Using a social-constructionist and anticipatory democracy lens, the study explores how participants re-evaluated EU membership as both an institutional framework and a forward-looking project intertwined with security, solidarity, and collective resilience. Rather than relying on purely instrumental cost–benefit reasoning, participants engaged in future-oriented sense-making, using digital spaces to explore alternative scenarios, anticipate national trajectories, and articulate collective priorities. UK participants frequently framed Brexit as a test of autonomy and future self-reliance, while Greek participants anticipated EU membership as a stabilising and protective framework amid compounded crises, highlighting how historical vulnerabilities and systemic inequalities shape anticipatory practices.
The findings show that anticipatory democracy is enacted through everyday communicative strategies, including narrative reframing, transnational comparison, selective engagement with information, and resistance to polarising future scripts. Participants deployed these strategies to cultivate micro-resilience, through personal coping, emotional regulation, and contingency planning, and macro-resilience, through collective assessments of national capacities, limitations, and social hierarchies. Digital environments functioned as arenas for collective sense-making and imaginative rehearsal of futures, enabling youth to negotiate democratic belonging, project potential outcomes, and contest existing power relations within the EU.

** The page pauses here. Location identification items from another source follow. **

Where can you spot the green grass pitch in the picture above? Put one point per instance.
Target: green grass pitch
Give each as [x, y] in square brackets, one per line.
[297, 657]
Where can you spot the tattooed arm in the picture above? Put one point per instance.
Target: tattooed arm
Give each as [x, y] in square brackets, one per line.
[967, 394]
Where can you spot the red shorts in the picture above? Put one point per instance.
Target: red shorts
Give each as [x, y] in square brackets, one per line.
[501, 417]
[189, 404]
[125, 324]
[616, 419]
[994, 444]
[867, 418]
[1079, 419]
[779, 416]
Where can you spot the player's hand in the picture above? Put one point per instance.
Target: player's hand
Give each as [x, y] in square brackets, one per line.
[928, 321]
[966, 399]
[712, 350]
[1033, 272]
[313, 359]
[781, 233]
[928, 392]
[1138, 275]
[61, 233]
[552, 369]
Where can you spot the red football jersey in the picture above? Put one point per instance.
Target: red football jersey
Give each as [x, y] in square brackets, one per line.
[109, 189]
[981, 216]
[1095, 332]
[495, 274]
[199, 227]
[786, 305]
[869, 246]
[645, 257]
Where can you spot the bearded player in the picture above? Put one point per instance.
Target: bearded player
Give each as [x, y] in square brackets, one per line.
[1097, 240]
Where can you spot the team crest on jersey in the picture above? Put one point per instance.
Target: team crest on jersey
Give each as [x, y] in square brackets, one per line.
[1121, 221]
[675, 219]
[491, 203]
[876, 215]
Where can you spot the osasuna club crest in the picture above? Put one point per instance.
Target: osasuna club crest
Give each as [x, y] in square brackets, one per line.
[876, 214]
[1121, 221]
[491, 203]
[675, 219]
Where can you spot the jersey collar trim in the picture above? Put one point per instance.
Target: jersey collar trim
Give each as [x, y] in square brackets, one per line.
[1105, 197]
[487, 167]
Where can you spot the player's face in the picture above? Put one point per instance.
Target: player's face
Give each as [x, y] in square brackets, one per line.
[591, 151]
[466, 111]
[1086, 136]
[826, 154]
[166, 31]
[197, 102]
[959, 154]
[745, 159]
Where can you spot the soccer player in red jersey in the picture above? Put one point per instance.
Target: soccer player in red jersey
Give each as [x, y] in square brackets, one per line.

By centering youth voices across two contrasting national contexts, the paper demonstrates that democratic resilience depends not solely on institutional structures but on citizens’ imaginative, communicative, and affective capacities to anticipate, evaluate, and act in relation to uncertain political futures. The analysis highlights how engagement with overlapping crises provides a critical lens for understanding anticipatory practices, illustrating how young Europeans develop strategies to navigate uncertainty, sustain democratic participation, and negotiate collective futures in a hypermediated world.